# Sit tight or run



## Lanason (Sep 1, 2009)

A friend of mine and her daughter are on a Diving course in Thailand.

Anyway they were under water today, when the Tsunami alarm was raised.

So would it be safer to get out of the water and run for it or dive down and sit on the bottom till it passes over head.:confused2:


----------



## Milouk84 (Mar 17, 2012)

Lanason said:


> A friend of mine and her daughter are on a Diving course in Thailand.
> 
> Anyway they were under water today, when the Tsunami alarm was raised.
> 
> So would it be safer to get out of the water and run for it or dive down and sit on the bottom till it passes over head.:confused2:


This one needs a physics teacher. :confused2:

IMHO, they should stay in the bottom but it also depends upon the duration of the wave, whether they'll be deep enough to avoid it and their ability to stay together.

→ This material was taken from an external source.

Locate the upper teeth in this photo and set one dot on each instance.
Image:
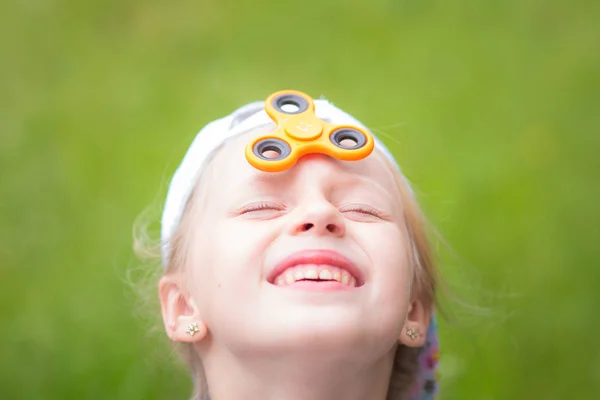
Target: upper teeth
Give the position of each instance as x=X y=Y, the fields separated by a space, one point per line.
x=322 y=272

They are lucky, this one was not bad.


----------



## Gounie (Jan 27, 2011)

My friends were underwater in the Maldives when the tsunami hit Thailand and then the Maldives in 2004. They knew something was up as the fish began to act strangely to begin with. Then the water was swirling around and they were being tossed about. They could see the boats above struggling. They kept control of their bouyancy and surfaced when it was calmer.


----------



## Whitedesert (Oct 9, 2011)

I've always wondered what happens at the bottom (the floor of the ocean) when a Tsumani comes over, I guess the devastating power of it lies in the wave, but only as it appoaches the land. Then it picks up the water for the actual flooding of the land, (that is when the ocean suddenly disappears on the beach) If that is so, and you are in the water, I suspect you need to be BEHIND that point, otherwise you get picked up as well?


----------